Have you tried quinoa pasta (made from quinoa and corn.) My DS likes the elbow shapes. We aren't GF but these are - and they are really tasty.
post #10 of 12
Quote:
Originally Posted by fizzymom View Post
Kj brown - where did you find tapioca noodles? We have tried buckwheat noodles but DD won't eat them because they are "scratchy".

The rice gave DS2 diarrhea and made him wake up in the middle of the night screaming. I really don't want to do that again if at all possible, although I'm afraid of missing a reaction if it's something else.
tapioca noodles are at the Asian market. they're thready as opposed to noodley, if that makes sense.

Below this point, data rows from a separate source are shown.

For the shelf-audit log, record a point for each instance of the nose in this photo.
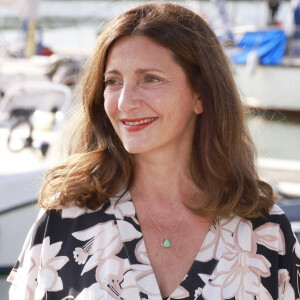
(129, 98)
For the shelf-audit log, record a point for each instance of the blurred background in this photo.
(43, 45)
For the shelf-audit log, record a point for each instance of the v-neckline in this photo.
(194, 271)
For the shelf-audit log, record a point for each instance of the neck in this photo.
(166, 183)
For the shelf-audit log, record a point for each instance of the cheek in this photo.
(110, 106)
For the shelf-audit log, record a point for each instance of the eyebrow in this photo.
(139, 71)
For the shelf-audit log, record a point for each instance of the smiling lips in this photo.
(137, 124)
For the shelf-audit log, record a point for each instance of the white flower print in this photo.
(48, 279)
(216, 239)
(198, 293)
(122, 208)
(271, 236)
(276, 210)
(103, 241)
(73, 211)
(180, 293)
(24, 281)
(240, 268)
(285, 289)
(116, 278)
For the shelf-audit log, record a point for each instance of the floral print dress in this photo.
(76, 253)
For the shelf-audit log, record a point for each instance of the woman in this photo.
(160, 197)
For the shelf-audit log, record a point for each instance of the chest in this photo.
(171, 265)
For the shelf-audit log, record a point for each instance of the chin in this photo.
(134, 149)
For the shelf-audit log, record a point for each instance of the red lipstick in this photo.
(137, 123)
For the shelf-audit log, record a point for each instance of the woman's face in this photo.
(147, 97)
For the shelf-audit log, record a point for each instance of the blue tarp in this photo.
(269, 46)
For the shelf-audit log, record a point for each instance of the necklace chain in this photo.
(166, 242)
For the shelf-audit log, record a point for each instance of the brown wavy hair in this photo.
(223, 155)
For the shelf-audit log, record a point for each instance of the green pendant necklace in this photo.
(166, 241)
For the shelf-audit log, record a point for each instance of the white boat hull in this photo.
(269, 87)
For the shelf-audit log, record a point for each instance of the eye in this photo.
(110, 81)
(151, 78)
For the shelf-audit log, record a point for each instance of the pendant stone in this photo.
(165, 242)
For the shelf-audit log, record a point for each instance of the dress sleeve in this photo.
(289, 264)
(24, 274)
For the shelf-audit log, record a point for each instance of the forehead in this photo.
(138, 50)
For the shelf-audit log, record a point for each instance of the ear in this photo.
(198, 108)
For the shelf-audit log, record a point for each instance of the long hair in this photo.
(223, 155)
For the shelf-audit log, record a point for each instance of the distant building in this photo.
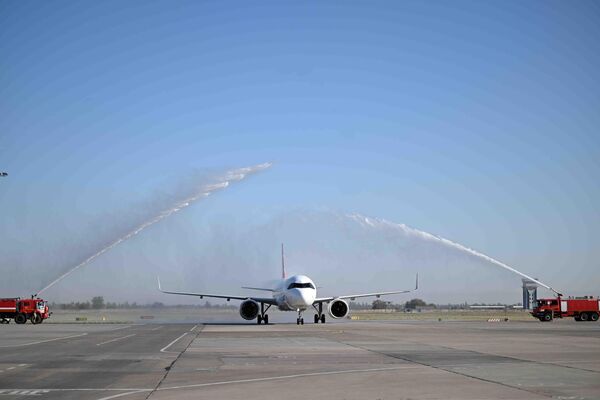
(529, 293)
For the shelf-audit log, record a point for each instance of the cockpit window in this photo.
(301, 285)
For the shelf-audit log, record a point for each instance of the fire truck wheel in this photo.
(547, 317)
(20, 319)
(584, 316)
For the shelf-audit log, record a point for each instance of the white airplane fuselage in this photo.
(296, 293)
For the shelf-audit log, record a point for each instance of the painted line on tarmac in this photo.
(44, 341)
(131, 391)
(116, 396)
(282, 377)
(37, 392)
(164, 349)
(116, 339)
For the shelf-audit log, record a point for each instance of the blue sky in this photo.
(477, 121)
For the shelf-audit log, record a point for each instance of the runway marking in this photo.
(164, 349)
(131, 391)
(116, 339)
(44, 341)
(22, 392)
(116, 396)
(282, 377)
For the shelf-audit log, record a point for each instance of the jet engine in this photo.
(338, 308)
(249, 309)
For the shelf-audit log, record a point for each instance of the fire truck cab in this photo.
(21, 310)
(585, 308)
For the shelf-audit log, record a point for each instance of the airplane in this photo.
(296, 293)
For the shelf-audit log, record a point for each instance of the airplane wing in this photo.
(266, 300)
(375, 294)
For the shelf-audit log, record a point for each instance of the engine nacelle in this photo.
(249, 309)
(338, 308)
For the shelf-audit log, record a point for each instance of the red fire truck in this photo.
(21, 310)
(585, 308)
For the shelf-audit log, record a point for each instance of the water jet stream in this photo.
(377, 222)
(221, 183)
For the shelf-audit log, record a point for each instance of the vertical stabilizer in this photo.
(283, 274)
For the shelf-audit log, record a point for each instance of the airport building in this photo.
(529, 293)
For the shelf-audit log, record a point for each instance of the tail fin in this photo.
(283, 274)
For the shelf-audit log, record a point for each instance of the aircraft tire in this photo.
(584, 317)
(20, 318)
(547, 317)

The corn noodles are all awesome and taste exactly like regular noodles. And they have those at WF and a bunch of places on line. There were some "egg noodle" types (in shape, no eggs) that were great with stew. Of course we can't do corn either so those went away.
post #11 of 12
Thread Starter 
We usually use the quinoa-corn noodles, Ancient Harvest brand I think. We love them, but they don't work very well in soup - they kind of dissolve. I will try to find the tapioca ones and see if they will work in soup. Noodles seem to help the "Friday-night-what's-left-in-the-fridge" soup go down.
post #12 of 12
We lost rice too and it is so hard to find any prepared GF products without it. But we also can't have corn, oats, and many of the typical oils so most prepared foods are out for us.

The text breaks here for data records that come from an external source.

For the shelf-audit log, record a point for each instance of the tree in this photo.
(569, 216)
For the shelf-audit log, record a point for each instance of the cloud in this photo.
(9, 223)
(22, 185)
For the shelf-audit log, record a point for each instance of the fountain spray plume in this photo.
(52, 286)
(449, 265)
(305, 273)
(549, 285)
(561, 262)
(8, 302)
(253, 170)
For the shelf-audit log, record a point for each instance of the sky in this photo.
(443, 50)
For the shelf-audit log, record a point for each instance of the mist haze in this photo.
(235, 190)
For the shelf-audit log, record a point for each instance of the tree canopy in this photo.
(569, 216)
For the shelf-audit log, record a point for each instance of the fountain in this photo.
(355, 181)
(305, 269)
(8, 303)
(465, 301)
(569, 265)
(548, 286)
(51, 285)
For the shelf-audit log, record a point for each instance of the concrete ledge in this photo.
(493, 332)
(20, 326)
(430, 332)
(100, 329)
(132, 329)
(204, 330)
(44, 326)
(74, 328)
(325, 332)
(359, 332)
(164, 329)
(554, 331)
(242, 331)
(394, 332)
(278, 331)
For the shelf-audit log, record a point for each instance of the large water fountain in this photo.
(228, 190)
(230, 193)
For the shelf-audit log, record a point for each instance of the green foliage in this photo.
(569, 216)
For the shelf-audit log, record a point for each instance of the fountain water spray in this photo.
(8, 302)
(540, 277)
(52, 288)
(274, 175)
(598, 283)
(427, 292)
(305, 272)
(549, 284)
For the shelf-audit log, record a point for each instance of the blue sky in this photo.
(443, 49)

We stopped trying to put noodles in our soup, instead we just have chicken vegetable soup - carrots, potatoes (sometimes sweat potatoes instead), onion, celery, with lots of turmeric for extra flavor.

We just tried Kathy's mint chocolate cookies (from her recipe blog) I had to change a couple things to make it safe for us but my girls really loved them. Beyond having to wait 1 hour for the batter to cool - the prep was only about 20 minutes. They would be easy to make a bunch and keep around for treats during the week.

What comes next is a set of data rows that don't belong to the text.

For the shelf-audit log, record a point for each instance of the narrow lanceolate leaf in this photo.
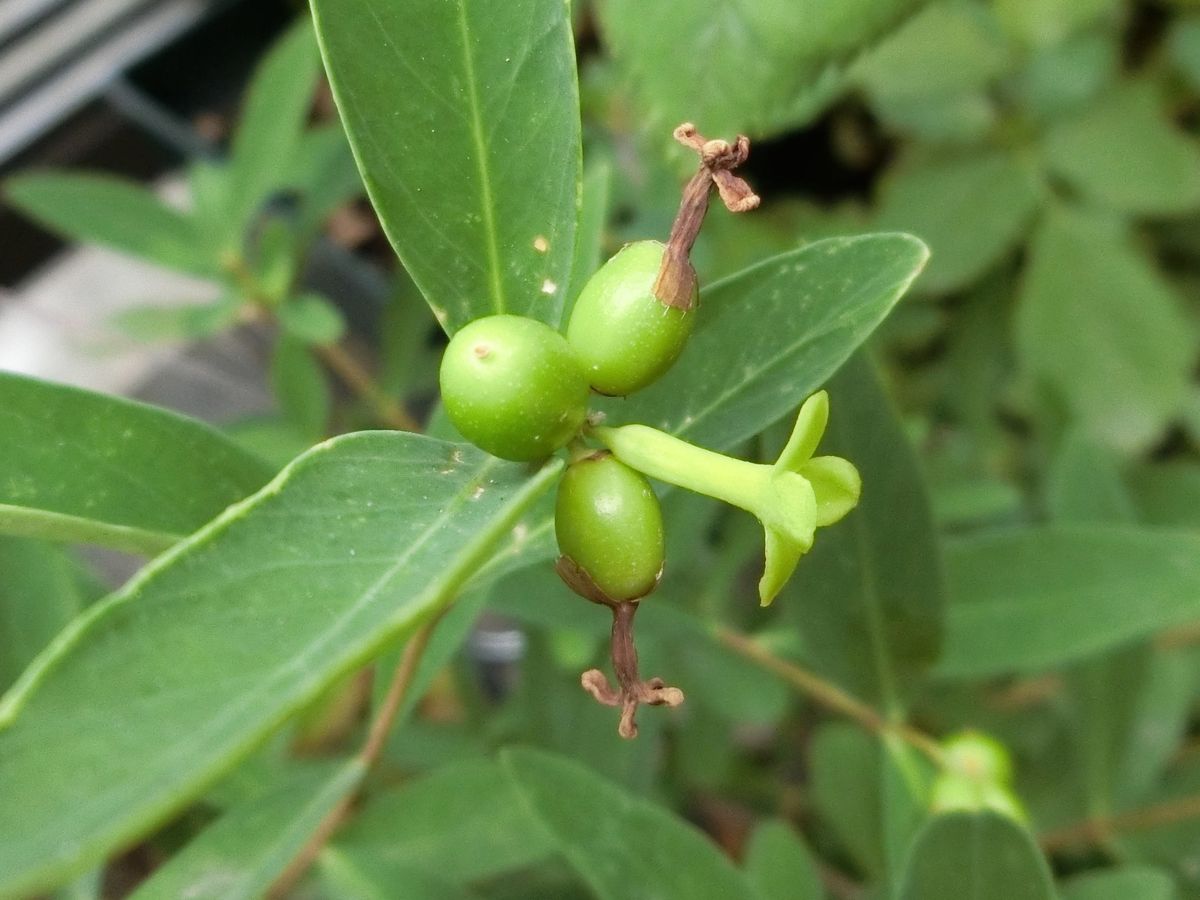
(463, 117)
(869, 604)
(751, 67)
(119, 214)
(976, 855)
(621, 845)
(77, 466)
(167, 684)
(40, 593)
(273, 120)
(241, 855)
(1032, 598)
(773, 334)
(1102, 333)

I also found some great banana bread recipes from a thread in this forum a while back that we really love. It is very easy and even our normal eating relative liked it - but more importantly the girls and I love it - doesn't last too long around our house.

For baking I like Sorghum flour as a sub for rice. We use some buckwheat but never straight because the flavor is really strong for us. I see Kathy's recipes call for light buckwheat and I haven't checked to see if there is a difference normal buckwheat and light buckwheat.

For pancakes and flat bread we like to use garbanzo bean flour mixed with tapioca and potato starch. My husband does most of the dinner cooking and I do most of the baking - he is getting really good at making flat bread and then we make fish taco's with it - Yummy.

We also have started doing lots of lettuce wraps - which makes dinner fun and easy. Romaine lettuce leafs - scope some applesauce in and top with diced chicken - wrap it up and tasty dinner that is almost like a treat. We do the same with refried beans and ground hamburger. Sometimes there just is not enough time at the end of the day to do a big meal and we need something that my girls with eat without much fuss these two idea work well for us.

We also use lots of Kathy's recipes from her blog - what a lifesaver that has been for us. She has lots of dinners you can make in the Crockpot - they help with the shortage of time.